New neighborhood on Briarcliff Road features farm, communityPhoto provided by Greg Ramsey
By Logan C. Ritchie, contributor
Atlanta, GA — As DeKalb County becomes more and more dense with residential and commercial development, Greg Ramsey sees an opportunity to make the most of land. As a conservation community planner, Ramsey’s idea is to condense the amount of land on which homes are built and use the majority for natural habitats and farming.
Environmentally-sensitive areas including wetlands, floodplains, watersheds and stream corridors are protected by law, but Ramsey aims to preserve open space, farmland and natural habitats.
Pendergrast Farm is an 8.7-acre conservation community being built at 3398 Briarcliff Road, one of the last large parcels of land on Briarcliff Road. The project is a collaboration of Ramsey and homebuilder Dennis McConnell.
Seventy percent of the land at Pendergrast Farm will be preserved with a conservation easement, a land deed that prevents building on greenspace.
“This type of development connects people back to nature and acts as a tool for building community,” said Ramsey, who lives in Decatur and enjoys living within walking distance of the green space of Decatur Cemetery and the commercial development of Decatur square.
Pendergrast Farm plans to market properties starting in the $600,000s for 2,400 sq ft to 3,000 sq ft detached, single-family homes. Now under construction, the development is due to be finished by the end of 2022. It will feature a community house for socializing and cooking together. Those living within walking distance can buy an associate membership to trails and gardens. Ramsey is clear – Pendergrast Farm is not a closed, gated community.
“We want to make sure people who live nearby can participate in the community,” he said.
Inside the homes, buyers can find environmentally friendly materials, energy efficient systems and appliances and LED lighting. Solar energy panels are an option.
Ramsey got his start in conservation communities with East Lake Commons, Atlanta’s first community-supported farm village that preserved 60 percent of land. A successful farm model, 20 acres of land allowed for 67 clustered homes and a five-acre working farm. Since its inception in 2000, East Lake Commons has not been replicated. At this point in his career, Ramsey strives to create a profitable conservation community model that attracts developers.

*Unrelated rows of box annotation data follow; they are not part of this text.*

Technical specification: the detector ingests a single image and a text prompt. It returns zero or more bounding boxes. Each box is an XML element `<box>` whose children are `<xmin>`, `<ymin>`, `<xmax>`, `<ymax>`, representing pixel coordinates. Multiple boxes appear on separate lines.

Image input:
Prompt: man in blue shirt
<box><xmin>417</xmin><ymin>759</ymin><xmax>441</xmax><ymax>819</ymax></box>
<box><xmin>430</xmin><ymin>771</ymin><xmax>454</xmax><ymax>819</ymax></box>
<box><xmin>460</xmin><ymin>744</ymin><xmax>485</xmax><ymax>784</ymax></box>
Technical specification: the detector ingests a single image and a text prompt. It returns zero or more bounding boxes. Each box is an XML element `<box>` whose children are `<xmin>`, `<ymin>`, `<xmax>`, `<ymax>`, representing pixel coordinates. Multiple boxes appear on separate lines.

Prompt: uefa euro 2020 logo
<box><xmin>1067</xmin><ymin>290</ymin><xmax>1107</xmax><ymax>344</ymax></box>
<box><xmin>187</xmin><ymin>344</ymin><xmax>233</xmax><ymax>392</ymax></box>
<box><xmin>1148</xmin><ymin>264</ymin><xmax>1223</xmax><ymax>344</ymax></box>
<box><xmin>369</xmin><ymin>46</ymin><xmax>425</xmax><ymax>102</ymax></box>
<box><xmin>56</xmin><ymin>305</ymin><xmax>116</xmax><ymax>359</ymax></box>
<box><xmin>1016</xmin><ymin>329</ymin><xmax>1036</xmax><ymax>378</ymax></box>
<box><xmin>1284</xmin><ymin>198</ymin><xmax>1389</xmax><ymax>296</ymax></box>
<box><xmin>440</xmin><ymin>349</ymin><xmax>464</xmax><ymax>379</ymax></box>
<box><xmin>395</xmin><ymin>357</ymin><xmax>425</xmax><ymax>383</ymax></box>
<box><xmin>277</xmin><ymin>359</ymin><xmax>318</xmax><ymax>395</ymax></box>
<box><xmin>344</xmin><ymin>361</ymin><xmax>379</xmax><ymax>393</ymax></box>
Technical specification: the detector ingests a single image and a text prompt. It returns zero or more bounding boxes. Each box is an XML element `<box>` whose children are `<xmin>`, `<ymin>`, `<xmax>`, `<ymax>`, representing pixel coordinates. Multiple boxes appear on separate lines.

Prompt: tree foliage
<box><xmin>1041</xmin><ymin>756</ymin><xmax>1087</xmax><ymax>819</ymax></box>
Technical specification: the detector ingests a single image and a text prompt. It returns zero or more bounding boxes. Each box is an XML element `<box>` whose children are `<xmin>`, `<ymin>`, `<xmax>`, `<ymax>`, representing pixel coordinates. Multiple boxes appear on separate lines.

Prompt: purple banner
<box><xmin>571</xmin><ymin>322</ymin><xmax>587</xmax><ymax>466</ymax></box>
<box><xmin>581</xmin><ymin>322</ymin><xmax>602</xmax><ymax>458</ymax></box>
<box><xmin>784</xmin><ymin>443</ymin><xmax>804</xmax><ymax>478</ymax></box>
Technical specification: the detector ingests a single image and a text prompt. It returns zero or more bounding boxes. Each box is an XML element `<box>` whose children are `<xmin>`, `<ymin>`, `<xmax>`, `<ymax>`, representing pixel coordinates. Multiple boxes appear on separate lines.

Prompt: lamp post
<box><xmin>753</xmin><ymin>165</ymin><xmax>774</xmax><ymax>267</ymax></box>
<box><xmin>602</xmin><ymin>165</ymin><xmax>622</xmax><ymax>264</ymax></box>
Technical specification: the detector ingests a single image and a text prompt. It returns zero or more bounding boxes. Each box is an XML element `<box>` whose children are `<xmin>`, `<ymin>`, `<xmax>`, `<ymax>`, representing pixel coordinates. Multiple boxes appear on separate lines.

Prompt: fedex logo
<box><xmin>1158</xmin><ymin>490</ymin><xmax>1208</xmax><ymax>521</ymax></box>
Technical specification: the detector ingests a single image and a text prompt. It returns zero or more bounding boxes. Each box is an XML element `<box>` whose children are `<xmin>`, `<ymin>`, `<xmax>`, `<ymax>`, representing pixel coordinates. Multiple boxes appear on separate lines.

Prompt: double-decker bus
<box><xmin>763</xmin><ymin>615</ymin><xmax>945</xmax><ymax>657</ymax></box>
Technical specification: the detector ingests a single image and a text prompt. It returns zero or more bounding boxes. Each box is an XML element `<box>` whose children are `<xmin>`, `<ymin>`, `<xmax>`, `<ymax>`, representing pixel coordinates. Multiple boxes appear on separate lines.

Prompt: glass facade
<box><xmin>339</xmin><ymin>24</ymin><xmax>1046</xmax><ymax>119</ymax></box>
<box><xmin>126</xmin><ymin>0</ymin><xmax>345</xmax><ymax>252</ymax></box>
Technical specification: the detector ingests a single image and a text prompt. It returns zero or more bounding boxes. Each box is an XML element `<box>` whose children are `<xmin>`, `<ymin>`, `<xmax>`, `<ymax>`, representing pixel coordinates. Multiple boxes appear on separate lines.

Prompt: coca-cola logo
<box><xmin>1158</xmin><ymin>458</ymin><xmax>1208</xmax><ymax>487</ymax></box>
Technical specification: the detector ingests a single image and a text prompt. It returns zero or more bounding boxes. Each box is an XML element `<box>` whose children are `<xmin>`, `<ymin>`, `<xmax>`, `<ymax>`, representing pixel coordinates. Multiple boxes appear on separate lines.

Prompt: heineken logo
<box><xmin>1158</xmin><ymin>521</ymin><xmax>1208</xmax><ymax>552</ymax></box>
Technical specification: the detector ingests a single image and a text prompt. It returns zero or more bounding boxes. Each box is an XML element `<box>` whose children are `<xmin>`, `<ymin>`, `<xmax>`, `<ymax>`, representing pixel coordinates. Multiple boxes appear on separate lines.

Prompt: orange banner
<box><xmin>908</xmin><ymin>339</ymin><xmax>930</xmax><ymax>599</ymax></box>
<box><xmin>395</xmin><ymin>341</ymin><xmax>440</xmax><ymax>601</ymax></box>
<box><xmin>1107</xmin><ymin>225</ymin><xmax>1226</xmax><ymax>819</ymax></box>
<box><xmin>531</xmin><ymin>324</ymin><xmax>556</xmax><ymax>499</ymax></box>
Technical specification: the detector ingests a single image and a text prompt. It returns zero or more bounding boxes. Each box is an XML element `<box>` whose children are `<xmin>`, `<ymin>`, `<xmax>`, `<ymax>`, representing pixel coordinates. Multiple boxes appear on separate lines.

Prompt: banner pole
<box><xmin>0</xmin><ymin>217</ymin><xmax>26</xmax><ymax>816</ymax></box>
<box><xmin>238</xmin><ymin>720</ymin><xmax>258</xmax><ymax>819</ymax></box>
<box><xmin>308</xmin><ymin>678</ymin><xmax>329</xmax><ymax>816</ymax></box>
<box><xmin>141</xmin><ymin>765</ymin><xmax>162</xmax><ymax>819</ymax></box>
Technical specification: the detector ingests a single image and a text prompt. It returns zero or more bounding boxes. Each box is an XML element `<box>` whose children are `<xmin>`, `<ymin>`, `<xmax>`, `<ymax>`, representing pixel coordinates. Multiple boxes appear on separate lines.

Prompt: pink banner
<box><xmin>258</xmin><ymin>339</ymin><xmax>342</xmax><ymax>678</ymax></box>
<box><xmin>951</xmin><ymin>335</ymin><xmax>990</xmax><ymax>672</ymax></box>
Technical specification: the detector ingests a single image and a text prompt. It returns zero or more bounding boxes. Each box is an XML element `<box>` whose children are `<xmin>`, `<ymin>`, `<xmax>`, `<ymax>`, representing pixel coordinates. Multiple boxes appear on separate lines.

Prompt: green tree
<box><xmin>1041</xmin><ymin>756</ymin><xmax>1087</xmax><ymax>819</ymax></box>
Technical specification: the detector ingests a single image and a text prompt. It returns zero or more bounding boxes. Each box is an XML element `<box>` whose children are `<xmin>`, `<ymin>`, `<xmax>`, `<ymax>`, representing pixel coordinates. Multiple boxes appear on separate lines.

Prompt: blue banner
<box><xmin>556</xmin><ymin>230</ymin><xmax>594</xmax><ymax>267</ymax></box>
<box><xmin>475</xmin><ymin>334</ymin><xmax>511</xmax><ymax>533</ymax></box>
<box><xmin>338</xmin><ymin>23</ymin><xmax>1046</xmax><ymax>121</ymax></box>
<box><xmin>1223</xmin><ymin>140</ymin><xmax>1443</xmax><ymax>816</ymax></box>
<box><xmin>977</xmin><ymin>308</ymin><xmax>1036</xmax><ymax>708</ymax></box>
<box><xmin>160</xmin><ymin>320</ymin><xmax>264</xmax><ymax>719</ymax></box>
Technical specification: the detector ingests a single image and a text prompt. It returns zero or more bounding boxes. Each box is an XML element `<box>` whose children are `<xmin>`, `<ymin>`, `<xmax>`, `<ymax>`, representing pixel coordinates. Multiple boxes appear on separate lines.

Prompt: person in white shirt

“Twenty years later, the main goal is to create a replicable model,” said Ramsey. “One that developers will want to embrace. Our goal is to create a viable market rate project that preserves the majority of the greenspace on the property.”
Conservation communities aim to enhance natural habitats, promote urban agriculture and create passive recreation areas. In the end, the development is better for wildlife and native plants and it feeds residents while building community.
Ramsey had a hand in Lake Claire Land Trust, Chattahoochee Hill Country near Serenbe and many other farm communities across the United States.